Le dossier de l'information avec l'avis motivé du procureur de la République est transmis au procureur général qui rédige son
réquisitoire et soumet le dossier à la chambre de l'instruction :
– dans les quarante-huit heures, en matière de détention provisoire ;
– dans les dix jours, en toute autre matière.
                                5.22 - Les conditions de fond
L'appel est ouvert au ministère public ainsi qu'aux parties (personne mise en examen et partie civile) et auprocureur général
dans des conditions différentes, selon la qualité du demandeur.

Deux autres possibilités de recours, à caractère très spécial, ont été prévues par le législateur :
1° - Celle qui permet à l'avocat de la personne détenue, SANS qu'il y ait lieu à ordonnance préalable du juge d'instruction, de
demander la mise en liberté de son client directement à la chambre de l'instruction
2° - Celle reconnue au juge d'instruction lui-même, de porter directement devant la chambre de l'instruction les procédures lui
paraissant susceptibles d'encourir une nullité.
                                5.23 - Les effets de l'appel
Le juge poursuit son instruction, même s'il est fait appel d'une de ses ordonnances(1), sauf si la chambre de l'instruction en
dispose autrement et si l'instruction est suspendue par ses soins.

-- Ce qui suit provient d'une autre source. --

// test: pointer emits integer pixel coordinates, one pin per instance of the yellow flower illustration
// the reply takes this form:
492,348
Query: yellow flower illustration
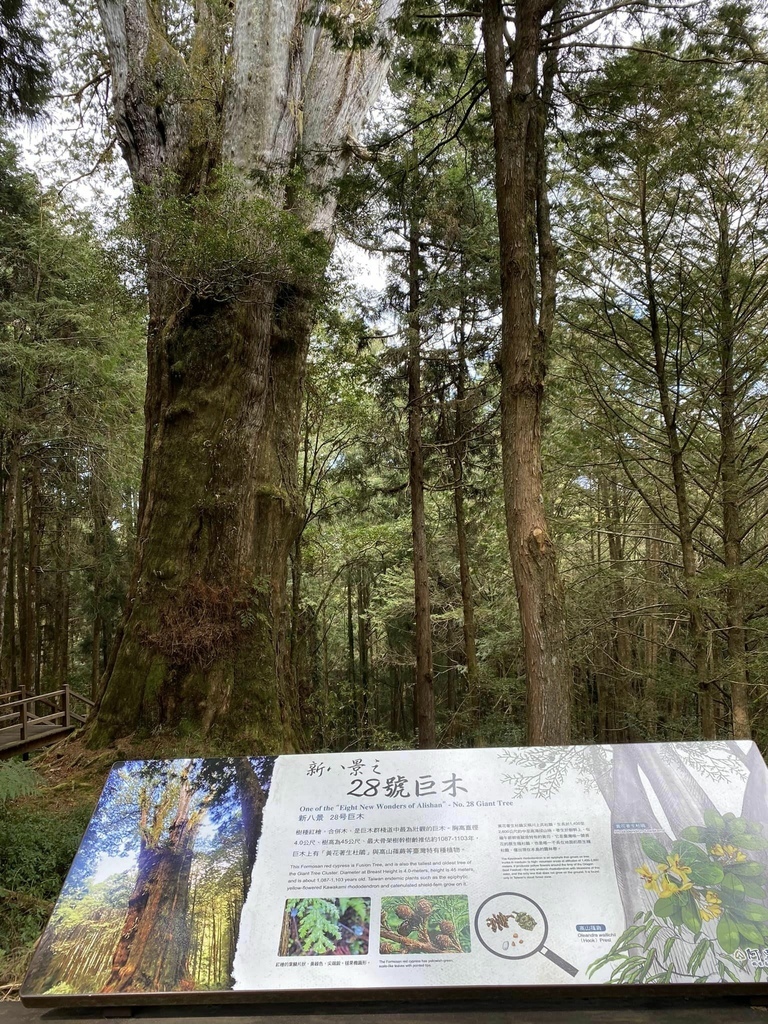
713,906
731,854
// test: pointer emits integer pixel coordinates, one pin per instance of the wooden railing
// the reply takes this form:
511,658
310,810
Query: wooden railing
17,711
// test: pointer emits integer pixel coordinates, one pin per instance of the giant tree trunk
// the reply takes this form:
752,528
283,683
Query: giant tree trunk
220,511
527,276
731,489
424,678
204,637
696,628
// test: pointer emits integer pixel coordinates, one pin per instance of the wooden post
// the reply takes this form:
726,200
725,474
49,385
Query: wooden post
23,713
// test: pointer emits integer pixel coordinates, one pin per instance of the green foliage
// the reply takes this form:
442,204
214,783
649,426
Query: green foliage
432,924
218,243
709,901
25,70
36,851
16,779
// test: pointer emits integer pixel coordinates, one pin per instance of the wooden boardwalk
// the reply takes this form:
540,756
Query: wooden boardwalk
505,1011
27,722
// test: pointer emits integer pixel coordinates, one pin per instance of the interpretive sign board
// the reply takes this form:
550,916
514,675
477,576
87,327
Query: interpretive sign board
235,878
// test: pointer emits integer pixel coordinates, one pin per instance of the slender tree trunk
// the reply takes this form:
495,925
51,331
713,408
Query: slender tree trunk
6,537
677,462
252,802
424,680
519,111
457,465
650,627
26,637
204,637
364,649
622,651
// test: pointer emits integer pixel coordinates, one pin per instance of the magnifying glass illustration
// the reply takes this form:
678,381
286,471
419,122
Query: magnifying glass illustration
514,927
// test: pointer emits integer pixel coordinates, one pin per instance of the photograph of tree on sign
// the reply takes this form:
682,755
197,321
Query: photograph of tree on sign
154,898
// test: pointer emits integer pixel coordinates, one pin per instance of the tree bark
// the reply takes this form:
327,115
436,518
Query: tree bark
731,489
458,453
204,637
677,462
527,273
622,650
424,678
6,535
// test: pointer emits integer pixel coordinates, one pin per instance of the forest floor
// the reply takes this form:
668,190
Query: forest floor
40,835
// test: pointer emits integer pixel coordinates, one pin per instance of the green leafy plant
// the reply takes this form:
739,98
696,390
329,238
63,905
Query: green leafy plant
425,925
318,927
709,906
16,779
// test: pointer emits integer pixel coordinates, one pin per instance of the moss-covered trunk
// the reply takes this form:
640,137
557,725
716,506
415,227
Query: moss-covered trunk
203,644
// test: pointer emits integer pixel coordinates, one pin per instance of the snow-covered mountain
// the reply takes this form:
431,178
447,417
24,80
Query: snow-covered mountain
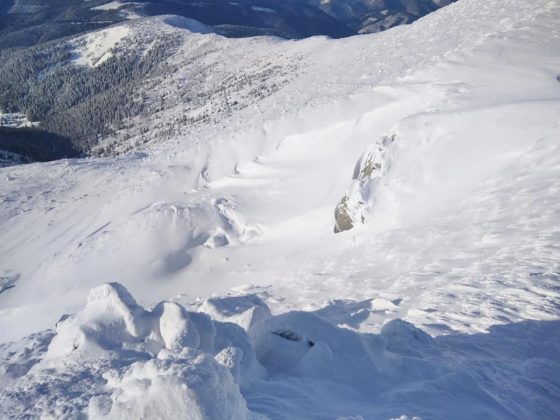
431,149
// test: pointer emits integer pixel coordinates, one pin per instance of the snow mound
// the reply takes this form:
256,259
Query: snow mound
117,359
94,48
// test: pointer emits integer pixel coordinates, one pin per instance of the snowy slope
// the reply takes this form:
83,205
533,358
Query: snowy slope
461,235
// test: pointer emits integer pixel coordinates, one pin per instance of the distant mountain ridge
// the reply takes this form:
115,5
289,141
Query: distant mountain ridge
28,22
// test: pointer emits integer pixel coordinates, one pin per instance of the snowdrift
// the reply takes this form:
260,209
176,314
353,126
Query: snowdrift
116,359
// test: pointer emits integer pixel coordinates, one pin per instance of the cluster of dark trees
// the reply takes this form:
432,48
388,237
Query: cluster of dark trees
77,104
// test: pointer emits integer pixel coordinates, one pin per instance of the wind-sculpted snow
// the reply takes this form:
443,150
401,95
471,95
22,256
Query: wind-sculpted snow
444,304
116,359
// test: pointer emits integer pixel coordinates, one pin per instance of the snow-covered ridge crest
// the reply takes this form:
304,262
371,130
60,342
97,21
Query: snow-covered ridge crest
121,360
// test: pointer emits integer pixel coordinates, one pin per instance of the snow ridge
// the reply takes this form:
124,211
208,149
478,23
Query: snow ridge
115,359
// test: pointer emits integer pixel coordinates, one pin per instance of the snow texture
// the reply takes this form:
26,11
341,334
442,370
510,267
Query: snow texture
440,302
115,359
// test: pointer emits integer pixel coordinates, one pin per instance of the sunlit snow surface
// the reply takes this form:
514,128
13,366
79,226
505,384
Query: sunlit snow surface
462,241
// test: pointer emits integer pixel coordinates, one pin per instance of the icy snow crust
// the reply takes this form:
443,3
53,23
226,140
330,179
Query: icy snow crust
455,231
115,359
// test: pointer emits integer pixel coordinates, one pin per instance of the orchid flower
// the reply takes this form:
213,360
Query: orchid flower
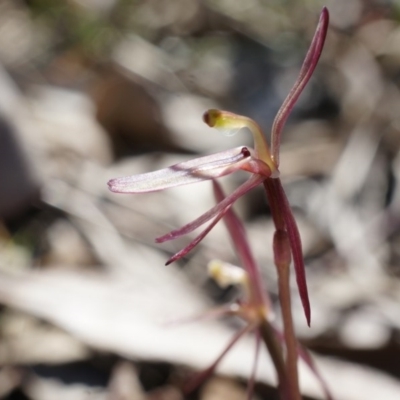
254,307
260,163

              6 - LES NULLITÉS DE L'INFORMATION
La sanction des irrégularités commises au cours de l'instruction consiste dans la nullité des actes viciés.
Il existe deux sortes de nullités :
– les nullités prévues, lorsqu'un texte décide expressément que l'inobservation d'une formalité sera sanctionnée de nullité.
Exemples : perquisitions et saisies, contrôle d'identité, écoutes téléphoniques ;
– les nullités encourues si la méconnaissance d'une formalité substantielle prévue par une disposition du Code de procédure
pénale, ou toute autre disposition de procédure pénale a porté atteinte aux intérêts de la partie qu'elle concerne.
Exemples : ouverture d'une information judiciaire en l'absence d'un réquisitoire introductif, audition d'un mis en examen, sans
son accord, en l'absence d'un avocat.
                         6.1 - Effets de la nullité
La nullité s'applique évidemment à l'acte vicié. Elle peut aussi s'étendre à toute la procédure ultérieure.
La juridiction chargée de constater la nullité fixe alors la portée de l'annulation.
«Les actes annulés sont retirés du dossier d'instruction. Il est interdit d'y puiser aucun renseignement».